While homeowners today may not tackle spring cleaning with the same gusto of those a generation or two ago, spring is still the perfect time to embark upon those jobs you've been putting off since…well, last spring.

For example,

* Now is the perfect time to put the gloves and winter coats into hibernation for the next seven or eight months. That's what I love about the change of seasons, the putting away and getting out of winter clothes. Those poor people in temperate climates never get to experience the joys of seasonal clothes.

Next fall, you'll dig out your winter clothes and they'll seem almost new again. And to make things even better, you may find that $10 bill you swore you had the previous March.

* Now is the perfect time to gather up all those plastic grocery/ shopping/ garbage bags for another use or recycling.

Yes, the bags are very useful around the house in the vehicle, holding everything from dirty clothes to wet paint brushes. But the number of bags needed should stay in the double digits, instead of growing into the hundreds.

(As they pile up in my laundry room, I've determined these bags must be multiplying on their own, rather than admitting to my excessive shopping habits.)

* Now is the perfect time to clean the windows and I say that just because it's lighter later into the night, highlighting the smudges and dirt streaks, especially on westward facing windows.

Of course, this will only happen if you're one of those people who actually clean your windows.
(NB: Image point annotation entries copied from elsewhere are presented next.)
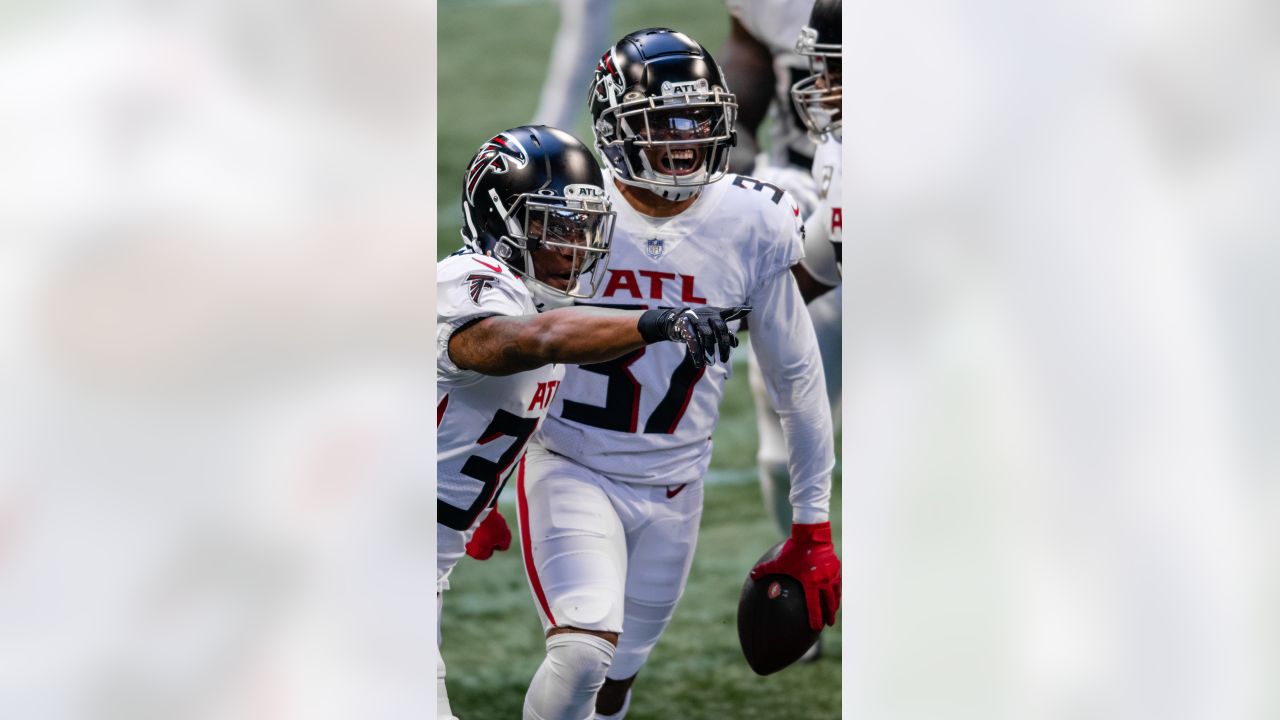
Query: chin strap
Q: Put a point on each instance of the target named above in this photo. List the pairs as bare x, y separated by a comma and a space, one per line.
676, 194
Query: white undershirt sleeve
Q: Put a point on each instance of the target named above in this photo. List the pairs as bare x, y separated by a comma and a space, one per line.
785, 343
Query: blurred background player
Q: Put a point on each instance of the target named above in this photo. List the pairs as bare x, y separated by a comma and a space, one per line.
817, 100
538, 235
762, 65
612, 492
584, 30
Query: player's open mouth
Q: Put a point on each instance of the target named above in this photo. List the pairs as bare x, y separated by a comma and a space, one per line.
561, 279
680, 160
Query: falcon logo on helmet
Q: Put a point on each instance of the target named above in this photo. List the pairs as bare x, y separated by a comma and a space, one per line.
497, 155
534, 201
608, 81
662, 113
476, 283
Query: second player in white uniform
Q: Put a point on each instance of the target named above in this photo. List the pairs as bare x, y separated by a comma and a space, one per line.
764, 64
538, 232
612, 491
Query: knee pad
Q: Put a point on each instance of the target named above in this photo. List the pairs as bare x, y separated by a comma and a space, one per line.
568, 678
776, 490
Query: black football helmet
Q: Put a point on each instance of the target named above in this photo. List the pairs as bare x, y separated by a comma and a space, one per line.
817, 98
533, 199
662, 114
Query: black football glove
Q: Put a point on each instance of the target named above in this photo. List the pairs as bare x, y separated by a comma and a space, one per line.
702, 329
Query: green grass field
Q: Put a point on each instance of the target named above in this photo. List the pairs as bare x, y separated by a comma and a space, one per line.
492, 60
493, 641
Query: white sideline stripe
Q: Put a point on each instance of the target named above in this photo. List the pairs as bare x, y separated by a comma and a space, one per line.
452, 4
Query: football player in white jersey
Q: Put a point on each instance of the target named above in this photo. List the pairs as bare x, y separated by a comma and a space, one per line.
817, 101
763, 62
612, 491
538, 233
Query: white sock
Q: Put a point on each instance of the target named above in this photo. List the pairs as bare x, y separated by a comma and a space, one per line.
571, 674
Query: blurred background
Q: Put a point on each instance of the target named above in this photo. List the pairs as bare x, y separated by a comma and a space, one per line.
215, 458
493, 60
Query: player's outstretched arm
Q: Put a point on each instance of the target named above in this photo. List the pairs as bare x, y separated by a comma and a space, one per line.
503, 345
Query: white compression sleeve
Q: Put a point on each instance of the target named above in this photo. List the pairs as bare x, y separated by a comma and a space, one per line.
785, 343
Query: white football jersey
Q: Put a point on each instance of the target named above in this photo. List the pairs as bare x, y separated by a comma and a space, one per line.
481, 422
777, 23
824, 227
648, 417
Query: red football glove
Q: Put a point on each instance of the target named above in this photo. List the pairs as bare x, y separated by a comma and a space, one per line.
492, 534
809, 557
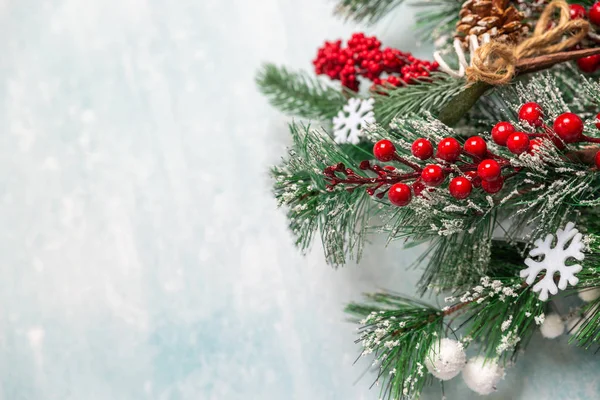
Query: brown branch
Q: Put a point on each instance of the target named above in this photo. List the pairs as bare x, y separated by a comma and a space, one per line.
534, 64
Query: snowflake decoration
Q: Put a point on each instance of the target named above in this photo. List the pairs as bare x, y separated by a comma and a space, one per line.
554, 260
356, 115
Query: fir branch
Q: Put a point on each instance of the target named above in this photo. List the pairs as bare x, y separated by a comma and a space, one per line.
369, 11
431, 95
339, 216
299, 94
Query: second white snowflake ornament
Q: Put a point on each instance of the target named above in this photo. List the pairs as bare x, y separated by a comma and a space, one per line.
352, 119
568, 245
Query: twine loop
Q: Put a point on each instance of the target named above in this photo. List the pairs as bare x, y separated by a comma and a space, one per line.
496, 63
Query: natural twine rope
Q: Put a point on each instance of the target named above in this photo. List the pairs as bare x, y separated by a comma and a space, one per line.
495, 63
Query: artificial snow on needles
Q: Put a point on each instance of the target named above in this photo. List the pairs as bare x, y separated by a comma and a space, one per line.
482, 375
553, 326
352, 119
446, 359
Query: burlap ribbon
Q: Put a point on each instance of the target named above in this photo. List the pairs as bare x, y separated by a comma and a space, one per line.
496, 63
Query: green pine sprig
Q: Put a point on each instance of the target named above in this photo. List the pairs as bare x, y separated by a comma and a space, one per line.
339, 216
367, 11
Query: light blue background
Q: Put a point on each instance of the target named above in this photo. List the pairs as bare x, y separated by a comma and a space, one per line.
142, 255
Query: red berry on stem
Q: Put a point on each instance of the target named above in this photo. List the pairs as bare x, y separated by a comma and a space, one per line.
422, 149
568, 127
432, 175
399, 194
418, 188
460, 187
493, 186
488, 170
476, 146
531, 113
501, 131
589, 64
576, 11
518, 143
384, 150
448, 149
594, 14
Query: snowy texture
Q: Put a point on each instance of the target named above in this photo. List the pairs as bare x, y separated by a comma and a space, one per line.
568, 245
463, 64
552, 327
142, 261
482, 376
446, 359
352, 119
589, 294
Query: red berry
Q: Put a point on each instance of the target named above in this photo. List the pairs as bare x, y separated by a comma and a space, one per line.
488, 170
589, 64
518, 143
422, 149
432, 175
476, 146
448, 149
568, 127
384, 150
399, 194
474, 178
533, 145
576, 11
493, 186
460, 187
594, 14
501, 131
531, 113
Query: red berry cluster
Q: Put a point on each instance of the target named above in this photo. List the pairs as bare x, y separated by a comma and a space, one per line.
567, 128
363, 56
591, 63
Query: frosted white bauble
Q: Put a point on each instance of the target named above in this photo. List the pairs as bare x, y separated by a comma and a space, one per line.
482, 376
553, 326
589, 294
446, 359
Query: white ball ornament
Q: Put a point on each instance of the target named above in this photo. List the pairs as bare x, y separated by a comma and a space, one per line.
589, 294
553, 326
482, 376
446, 359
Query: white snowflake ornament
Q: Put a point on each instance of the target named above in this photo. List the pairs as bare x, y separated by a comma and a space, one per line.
568, 245
482, 376
352, 119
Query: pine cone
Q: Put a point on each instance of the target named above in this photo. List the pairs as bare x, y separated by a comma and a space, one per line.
502, 21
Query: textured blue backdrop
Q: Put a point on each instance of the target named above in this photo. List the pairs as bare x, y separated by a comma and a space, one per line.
142, 256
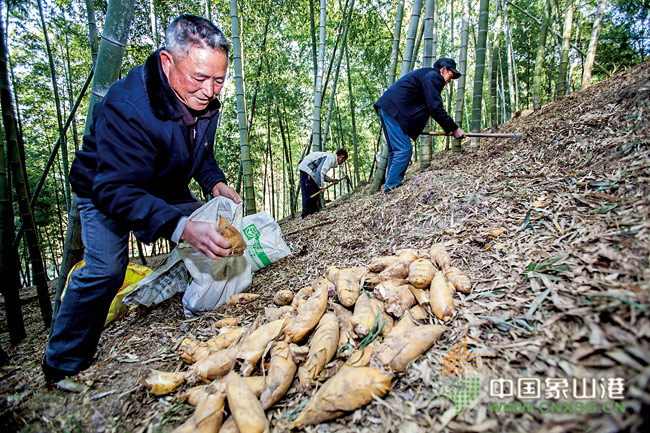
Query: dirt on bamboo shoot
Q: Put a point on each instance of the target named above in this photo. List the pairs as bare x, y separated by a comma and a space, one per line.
207, 416
254, 345
245, 408
348, 285
281, 373
440, 298
440, 256
162, 382
378, 264
397, 351
309, 313
350, 389
283, 297
233, 236
458, 280
421, 273
322, 349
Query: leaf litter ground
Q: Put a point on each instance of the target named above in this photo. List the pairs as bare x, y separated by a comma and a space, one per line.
553, 231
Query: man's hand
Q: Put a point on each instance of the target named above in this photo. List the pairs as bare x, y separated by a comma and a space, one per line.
205, 239
223, 190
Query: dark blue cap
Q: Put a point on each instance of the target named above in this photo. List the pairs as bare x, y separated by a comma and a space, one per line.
450, 64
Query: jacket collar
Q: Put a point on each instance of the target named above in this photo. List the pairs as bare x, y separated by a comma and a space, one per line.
164, 103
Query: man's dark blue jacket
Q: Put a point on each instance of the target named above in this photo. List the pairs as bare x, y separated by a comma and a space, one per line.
414, 98
138, 159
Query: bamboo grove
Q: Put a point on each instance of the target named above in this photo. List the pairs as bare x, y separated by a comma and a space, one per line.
303, 76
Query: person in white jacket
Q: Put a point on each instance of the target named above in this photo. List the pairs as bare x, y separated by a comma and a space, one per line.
313, 172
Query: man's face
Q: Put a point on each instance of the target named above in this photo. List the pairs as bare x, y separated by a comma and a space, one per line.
196, 79
446, 74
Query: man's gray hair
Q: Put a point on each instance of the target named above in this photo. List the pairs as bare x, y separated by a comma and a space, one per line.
189, 31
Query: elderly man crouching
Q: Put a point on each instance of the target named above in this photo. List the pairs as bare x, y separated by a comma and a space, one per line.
150, 135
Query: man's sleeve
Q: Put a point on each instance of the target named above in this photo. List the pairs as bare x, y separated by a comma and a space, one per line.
436, 107
209, 173
125, 163
327, 166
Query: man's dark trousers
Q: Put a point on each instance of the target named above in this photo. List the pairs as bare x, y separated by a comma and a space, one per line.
308, 188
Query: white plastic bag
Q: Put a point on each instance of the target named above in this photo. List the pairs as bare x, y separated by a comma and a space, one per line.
214, 281
264, 243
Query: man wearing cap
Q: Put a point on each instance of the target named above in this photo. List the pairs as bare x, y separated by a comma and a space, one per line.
404, 110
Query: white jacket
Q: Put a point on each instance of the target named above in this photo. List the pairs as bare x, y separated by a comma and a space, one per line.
317, 164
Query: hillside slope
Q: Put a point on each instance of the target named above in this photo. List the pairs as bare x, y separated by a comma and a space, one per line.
562, 292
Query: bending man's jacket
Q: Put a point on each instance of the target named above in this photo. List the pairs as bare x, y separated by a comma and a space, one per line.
139, 156
317, 164
414, 98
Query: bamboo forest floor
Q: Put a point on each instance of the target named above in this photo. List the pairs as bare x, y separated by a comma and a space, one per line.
553, 231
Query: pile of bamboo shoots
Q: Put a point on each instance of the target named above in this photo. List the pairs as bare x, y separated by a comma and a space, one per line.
344, 337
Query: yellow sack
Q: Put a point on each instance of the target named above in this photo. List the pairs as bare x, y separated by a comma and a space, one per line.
134, 273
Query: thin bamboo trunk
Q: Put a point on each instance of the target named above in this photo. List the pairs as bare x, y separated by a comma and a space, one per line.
355, 149
258, 75
462, 65
380, 172
286, 147
574, 46
92, 30
477, 95
22, 197
512, 70
564, 51
268, 139
426, 141
450, 88
410, 38
312, 24
418, 42
339, 33
9, 262
57, 102
593, 45
54, 152
336, 76
494, 121
153, 20
318, 95
247, 171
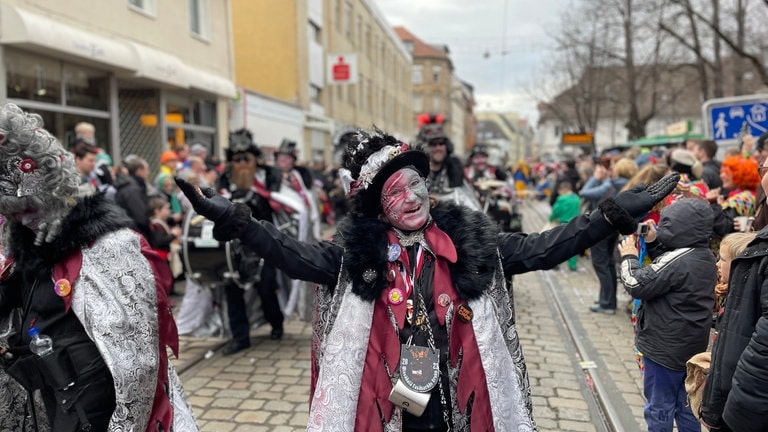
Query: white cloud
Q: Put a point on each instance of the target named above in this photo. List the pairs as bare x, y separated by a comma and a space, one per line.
471, 30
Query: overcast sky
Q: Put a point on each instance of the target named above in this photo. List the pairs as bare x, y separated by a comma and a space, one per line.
475, 33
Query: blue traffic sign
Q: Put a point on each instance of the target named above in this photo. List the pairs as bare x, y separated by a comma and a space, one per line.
727, 117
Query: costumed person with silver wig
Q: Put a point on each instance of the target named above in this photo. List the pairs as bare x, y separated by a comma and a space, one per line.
91, 326
415, 328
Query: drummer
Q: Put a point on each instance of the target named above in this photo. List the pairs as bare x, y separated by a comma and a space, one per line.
478, 168
445, 170
250, 182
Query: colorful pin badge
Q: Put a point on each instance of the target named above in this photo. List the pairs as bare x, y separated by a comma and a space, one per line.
464, 313
391, 275
394, 252
396, 296
444, 300
62, 287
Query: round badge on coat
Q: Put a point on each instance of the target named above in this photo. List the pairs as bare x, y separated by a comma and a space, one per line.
62, 287
444, 300
393, 252
396, 296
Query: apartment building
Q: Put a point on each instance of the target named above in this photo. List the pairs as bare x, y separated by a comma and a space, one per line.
285, 53
149, 74
436, 90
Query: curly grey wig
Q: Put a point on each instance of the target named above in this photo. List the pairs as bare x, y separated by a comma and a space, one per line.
36, 172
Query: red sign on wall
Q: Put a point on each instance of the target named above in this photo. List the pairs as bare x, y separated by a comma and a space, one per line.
342, 68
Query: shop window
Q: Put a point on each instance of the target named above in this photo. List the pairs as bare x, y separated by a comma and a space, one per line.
190, 120
85, 88
198, 18
33, 77
144, 6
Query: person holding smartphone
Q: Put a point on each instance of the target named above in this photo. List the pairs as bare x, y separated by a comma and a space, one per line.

I, on the hand, have strict standards before I resort to cleaning my windows.

For starters, the windows are still acceptable if I can still catch a glimpse of the outside world through the hand-prints. This is solution is not as simple as it sounds.

One look at my all-glass kitchen door reveals a bottom half covered in little hand-prints, dog slobber and kitty paw-prints.

Yet, the top half of the door is still gleaming and shining from the last time I scrubbed the glass. It's a dilemma and whether to wash the door and isn't usually resolved until I happen to pass through the kitchen with window washing fluid in hand on the way to a different slime-covered window or mirror.

* Now is the perfect time to clean out the refrigerator, a job many people dread just because they are scared of what might attack them from the depths of the bottom shelf.

This job takes on added importance precisely because of spring's rising temperatures. If power were to be knocked about because of a spring storm, you no longer have the option of setting everything outside in cold temperatures to preserve the food. Combine questionable leftovers hanging out in your fridge and it could be a disaster in the making.

While I previously reserved an entire afternoon to cleaning out the entire fridge, shelf by shelf, drawer by drawer, I now attempt to clean it on an as-needed basis.

The milk jug won't budge? It's time to clean the door shelf.

Are there more rotten pieces of fruit than edible produce? It's time to clean the fruit drawer.

Were you too lazy to find the lid to the bowl with the soup and it's now covering the bottom three shelves? Plan on an entire afternoon bonding with your fridge.

 

Of course, you could take an entirely different route. Throw open the doors and the windows, let the sunshine and wind do their magic. And head outside yourself.

If you don't get to the cleaning this spring, there's always another spring in just another year.

 

-- Ronda Graff  does a little happy dance if her kitchen door stays hand-print free for more than five minutes. It's happened. Twice.